En revanche, lorsqu’il prend toute la place, il fragilise considérablement l’écoute, la coopération, la lucidité, et parfois même la qualité des décisions.
Dans les organisations, de nombreuses tensions viennent moins des problèmes eux-mêmes que du besoin permanent de prouver, de contrôler ou d’avoir raison.
Le dojo enseigne une autre forme de puissance : une puissance calme, stable, détachée du besoin constant de validation extérieure. Dans les arts martiaux, plus une personne cherche à démontrer sa supériorité, plus elle perd en fluidité et en crédibilité.

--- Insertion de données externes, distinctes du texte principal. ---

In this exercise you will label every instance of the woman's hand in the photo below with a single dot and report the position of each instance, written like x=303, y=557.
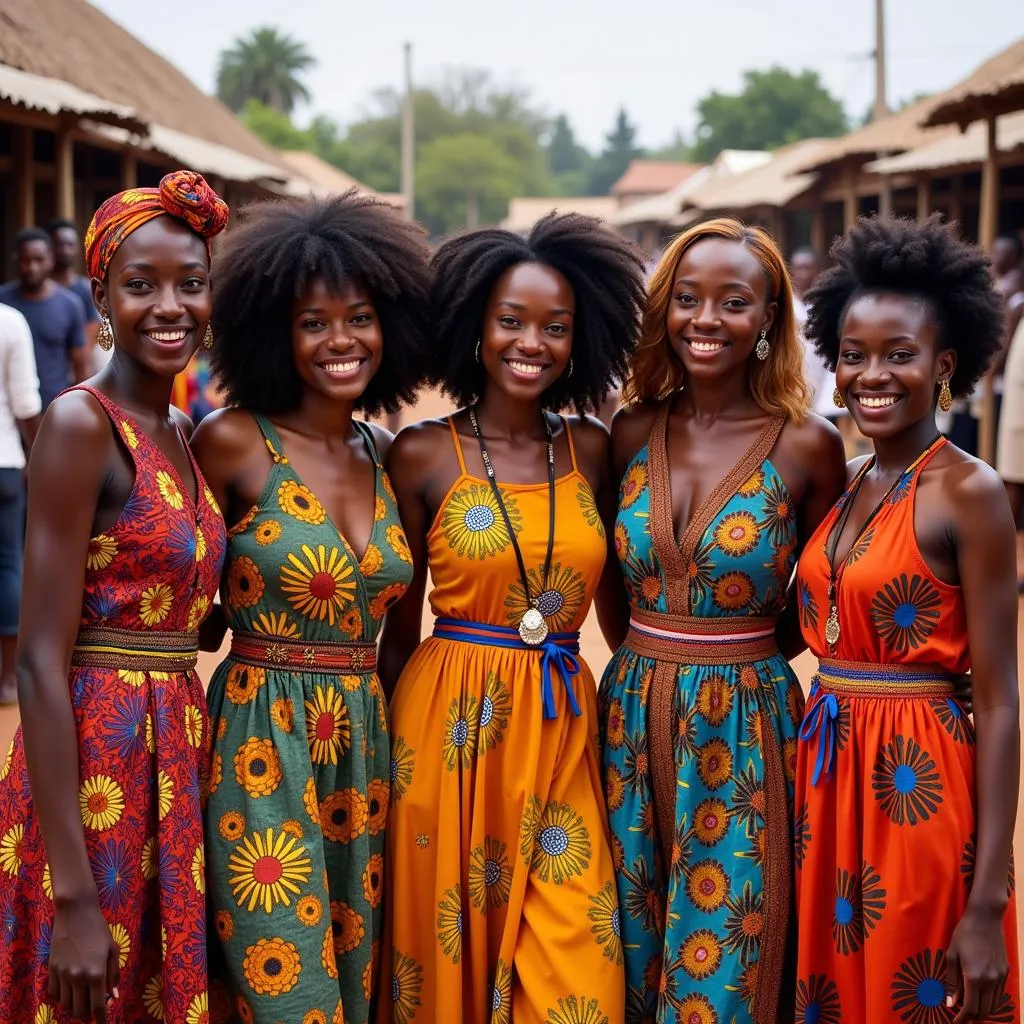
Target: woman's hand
x=84, y=965
x=976, y=966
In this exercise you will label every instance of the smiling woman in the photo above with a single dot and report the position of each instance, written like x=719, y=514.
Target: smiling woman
x=320, y=313
x=124, y=549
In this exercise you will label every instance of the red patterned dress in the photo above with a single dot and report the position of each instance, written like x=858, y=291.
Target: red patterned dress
x=142, y=758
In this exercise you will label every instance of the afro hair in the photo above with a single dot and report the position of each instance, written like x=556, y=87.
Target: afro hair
x=268, y=261
x=604, y=270
x=926, y=262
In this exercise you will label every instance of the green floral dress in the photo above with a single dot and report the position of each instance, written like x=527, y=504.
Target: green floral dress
x=301, y=759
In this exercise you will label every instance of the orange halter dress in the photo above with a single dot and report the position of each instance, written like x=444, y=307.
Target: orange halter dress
x=500, y=885
x=885, y=827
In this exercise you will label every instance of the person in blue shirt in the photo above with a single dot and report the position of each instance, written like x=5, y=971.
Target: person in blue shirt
x=54, y=314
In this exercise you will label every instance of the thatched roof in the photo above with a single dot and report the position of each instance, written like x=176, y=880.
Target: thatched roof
x=955, y=152
x=75, y=42
x=996, y=87
x=770, y=184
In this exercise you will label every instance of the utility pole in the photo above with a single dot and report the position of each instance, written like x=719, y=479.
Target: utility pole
x=408, y=138
x=881, y=105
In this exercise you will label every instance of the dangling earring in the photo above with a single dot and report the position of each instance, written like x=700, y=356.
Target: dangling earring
x=104, y=335
x=763, y=347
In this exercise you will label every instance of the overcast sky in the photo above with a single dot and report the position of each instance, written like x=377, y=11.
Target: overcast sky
x=656, y=57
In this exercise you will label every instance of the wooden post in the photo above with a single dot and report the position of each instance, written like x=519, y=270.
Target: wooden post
x=66, y=171
x=924, y=198
x=988, y=225
x=129, y=170
x=851, y=202
x=25, y=180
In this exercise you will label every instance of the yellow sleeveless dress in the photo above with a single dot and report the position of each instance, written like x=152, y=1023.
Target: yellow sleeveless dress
x=500, y=888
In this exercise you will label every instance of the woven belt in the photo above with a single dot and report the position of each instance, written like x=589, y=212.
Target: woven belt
x=558, y=654
x=688, y=640
x=860, y=679
x=298, y=655
x=103, y=647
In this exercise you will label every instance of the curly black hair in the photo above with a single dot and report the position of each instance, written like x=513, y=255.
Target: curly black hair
x=928, y=262
x=270, y=259
x=605, y=271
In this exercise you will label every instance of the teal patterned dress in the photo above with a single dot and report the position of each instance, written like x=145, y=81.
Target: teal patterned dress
x=301, y=759
x=698, y=744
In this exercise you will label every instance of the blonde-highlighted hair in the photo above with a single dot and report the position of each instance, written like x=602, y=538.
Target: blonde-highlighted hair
x=776, y=383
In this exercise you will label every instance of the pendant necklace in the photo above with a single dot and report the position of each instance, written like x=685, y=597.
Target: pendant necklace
x=833, y=629
x=532, y=627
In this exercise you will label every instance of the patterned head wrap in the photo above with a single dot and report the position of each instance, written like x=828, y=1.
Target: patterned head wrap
x=182, y=195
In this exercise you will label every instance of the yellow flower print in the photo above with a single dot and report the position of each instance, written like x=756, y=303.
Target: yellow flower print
x=128, y=432
x=169, y=489
x=267, y=870
x=299, y=502
x=102, y=550
x=101, y=802
x=321, y=586
x=155, y=605
x=267, y=531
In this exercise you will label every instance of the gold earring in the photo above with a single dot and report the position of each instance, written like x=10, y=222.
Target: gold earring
x=763, y=347
x=104, y=335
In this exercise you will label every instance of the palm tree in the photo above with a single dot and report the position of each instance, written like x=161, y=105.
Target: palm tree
x=264, y=67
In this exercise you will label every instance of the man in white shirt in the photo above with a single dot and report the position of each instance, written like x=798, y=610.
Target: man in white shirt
x=20, y=407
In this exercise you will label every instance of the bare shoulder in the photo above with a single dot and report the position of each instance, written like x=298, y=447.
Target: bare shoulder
x=226, y=432
x=813, y=438
x=383, y=439
x=183, y=422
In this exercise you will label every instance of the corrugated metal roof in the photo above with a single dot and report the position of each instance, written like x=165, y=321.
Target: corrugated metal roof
x=954, y=151
x=53, y=96
x=773, y=183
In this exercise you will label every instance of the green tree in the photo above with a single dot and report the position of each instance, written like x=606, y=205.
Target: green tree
x=620, y=148
x=463, y=177
x=266, y=67
x=774, y=108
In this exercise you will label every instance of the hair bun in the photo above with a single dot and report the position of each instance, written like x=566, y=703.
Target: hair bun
x=186, y=195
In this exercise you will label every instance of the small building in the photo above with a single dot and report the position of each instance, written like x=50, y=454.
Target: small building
x=525, y=211
x=644, y=178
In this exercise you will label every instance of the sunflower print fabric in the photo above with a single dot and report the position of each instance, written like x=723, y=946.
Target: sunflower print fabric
x=692, y=928
x=296, y=817
x=897, y=811
x=500, y=888
x=143, y=740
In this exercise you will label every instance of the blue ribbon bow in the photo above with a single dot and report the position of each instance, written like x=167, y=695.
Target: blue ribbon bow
x=558, y=654
x=820, y=721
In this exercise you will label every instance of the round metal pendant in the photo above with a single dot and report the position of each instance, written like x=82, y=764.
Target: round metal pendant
x=532, y=628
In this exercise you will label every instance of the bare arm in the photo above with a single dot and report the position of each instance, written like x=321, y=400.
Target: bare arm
x=408, y=466
x=820, y=451
x=984, y=540
x=66, y=481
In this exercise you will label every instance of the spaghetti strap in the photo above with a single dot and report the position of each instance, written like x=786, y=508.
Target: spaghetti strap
x=568, y=438
x=458, y=445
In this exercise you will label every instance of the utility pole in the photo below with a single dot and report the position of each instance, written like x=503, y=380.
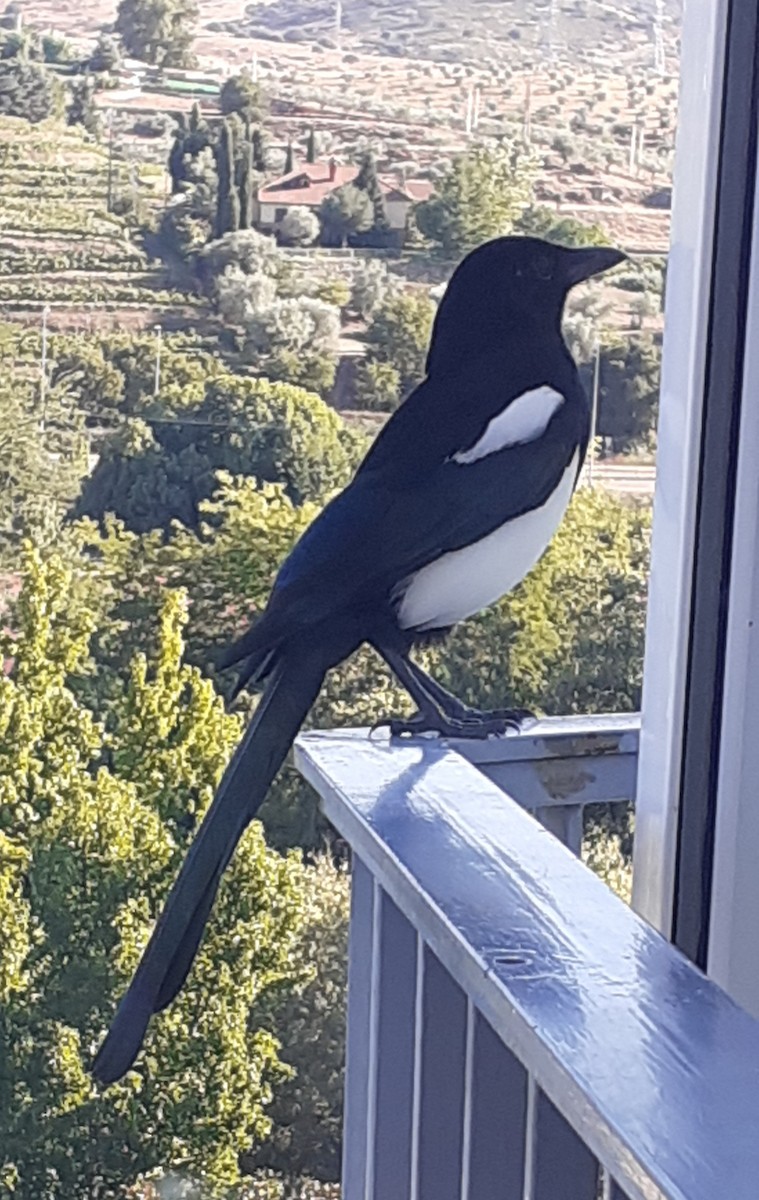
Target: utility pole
x=46, y=313
x=470, y=111
x=109, y=196
x=527, y=125
x=659, y=60
x=156, y=383
x=591, y=448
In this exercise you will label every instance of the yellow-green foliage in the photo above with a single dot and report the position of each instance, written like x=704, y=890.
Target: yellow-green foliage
x=94, y=820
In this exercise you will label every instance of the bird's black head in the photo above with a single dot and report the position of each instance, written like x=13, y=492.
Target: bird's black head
x=509, y=287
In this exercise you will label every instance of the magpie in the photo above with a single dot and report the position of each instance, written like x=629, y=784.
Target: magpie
x=454, y=503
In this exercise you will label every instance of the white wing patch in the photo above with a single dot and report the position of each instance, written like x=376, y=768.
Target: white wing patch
x=464, y=581
x=524, y=420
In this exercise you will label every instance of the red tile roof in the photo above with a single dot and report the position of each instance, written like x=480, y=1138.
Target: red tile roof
x=310, y=183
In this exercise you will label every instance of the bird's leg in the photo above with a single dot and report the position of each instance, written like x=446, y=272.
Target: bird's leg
x=456, y=711
x=429, y=718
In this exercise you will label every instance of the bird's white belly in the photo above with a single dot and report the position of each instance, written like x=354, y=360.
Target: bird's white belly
x=464, y=581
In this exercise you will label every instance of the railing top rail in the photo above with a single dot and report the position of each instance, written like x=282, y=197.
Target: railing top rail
x=655, y=1067
x=560, y=737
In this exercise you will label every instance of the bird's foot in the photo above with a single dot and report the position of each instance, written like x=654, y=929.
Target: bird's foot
x=508, y=718
x=485, y=725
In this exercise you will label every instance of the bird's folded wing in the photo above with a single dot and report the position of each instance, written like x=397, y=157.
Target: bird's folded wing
x=376, y=533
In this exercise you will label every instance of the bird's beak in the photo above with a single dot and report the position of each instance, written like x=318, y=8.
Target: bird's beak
x=591, y=261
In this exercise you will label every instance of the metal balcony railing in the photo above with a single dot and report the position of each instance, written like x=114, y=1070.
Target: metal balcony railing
x=515, y=1032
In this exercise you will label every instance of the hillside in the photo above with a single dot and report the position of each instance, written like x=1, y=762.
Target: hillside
x=480, y=30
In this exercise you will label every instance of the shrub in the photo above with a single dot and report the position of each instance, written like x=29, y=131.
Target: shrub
x=298, y=227
x=29, y=90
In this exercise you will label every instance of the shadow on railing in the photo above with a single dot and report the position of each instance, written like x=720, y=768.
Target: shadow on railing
x=515, y=1032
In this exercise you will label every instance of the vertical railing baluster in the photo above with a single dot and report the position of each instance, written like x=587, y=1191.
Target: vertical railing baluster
x=565, y=1169
x=441, y=1117
x=468, y=1095
x=498, y=1113
x=395, y=1055
x=354, y=1147
x=416, y=1107
x=531, y=1133
x=374, y=1024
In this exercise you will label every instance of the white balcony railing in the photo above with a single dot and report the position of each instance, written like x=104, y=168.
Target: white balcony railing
x=515, y=1032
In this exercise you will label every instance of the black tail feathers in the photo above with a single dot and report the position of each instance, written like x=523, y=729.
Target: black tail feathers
x=294, y=679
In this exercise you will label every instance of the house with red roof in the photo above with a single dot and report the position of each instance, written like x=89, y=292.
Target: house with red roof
x=311, y=183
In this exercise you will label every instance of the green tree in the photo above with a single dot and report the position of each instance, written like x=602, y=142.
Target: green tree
x=306, y=1114
x=227, y=202
x=159, y=31
x=247, y=187
x=106, y=55
x=396, y=346
x=628, y=391
x=97, y=819
x=82, y=108
x=539, y=221
x=153, y=473
x=191, y=137
x=260, y=150
x=344, y=213
x=480, y=197
x=29, y=90
x=239, y=94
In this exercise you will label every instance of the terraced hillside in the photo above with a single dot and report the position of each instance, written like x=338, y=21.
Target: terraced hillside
x=59, y=244
x=482, y=29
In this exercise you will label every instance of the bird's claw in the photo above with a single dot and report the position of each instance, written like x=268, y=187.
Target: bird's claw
x=472, y=725
x=509, y=718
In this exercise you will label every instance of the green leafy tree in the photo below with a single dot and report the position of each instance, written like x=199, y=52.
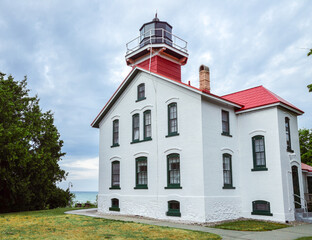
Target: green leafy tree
x=310, y=85
x=305, y=140
x=30, y=148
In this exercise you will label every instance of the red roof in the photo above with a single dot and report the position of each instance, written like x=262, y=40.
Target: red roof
x=306, y=167
x=257, y=97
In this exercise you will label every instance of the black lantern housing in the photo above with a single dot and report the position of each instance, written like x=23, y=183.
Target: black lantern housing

Voici quelques rappels simples pour éviter les pièges de l’ego :
1. ÉCOUTER SANS CHERCHER À RÉPONDRE IMMÉDIATEMENT
La qualité d’une décision dépend souvent davantage de la qualité de l’écoute que de la rapidité de la réponse.
2. ACCEPTER DE NE PAS TOUJOURS AVOIR RAISON
Les leaders qui apprennent le plus sont souvent ceux qui acceptent le plus facilement de remettre leurs certitudes en question.
3. DISTINGUER CONFIANCE ET ARROGANCE
La confiance rassure par sa stabilité, tandis que l’arrogance cherche à compenser par la démonstration.
4. ÉVITER LES RÉACTIONS DÉFENSIVES
Prendre du recul avant de réagir permet de préserver son discernement dans les situations sensibles.
5. DONNER DE LA PLACE AUX AUTRES
Les leaders les plus solides cherchent moins à briller qu’à faire grandir leur équipe.
6. RESTER EN APPRENTISSAGE PERMANENT
La curiosité et l’humilité restent les meilleurs antidotes au sentiment d’être arrivé.
7. METTRE L’OBJECTIF COLLECTIF AVANT LA RECONNAISSANCE PERSONNELLE
La maturité consiste à privilégier l’intérêt du collectif plutôt que la valorisation de son image.
Plus le leader est intérieurement solide, moins il a besoin de dominer. La véritable puissance ne cherche pas constamment à prouver qu’elle existe, elle se manifeste naturellement dans la qualité de présence, d’écoute et de relation.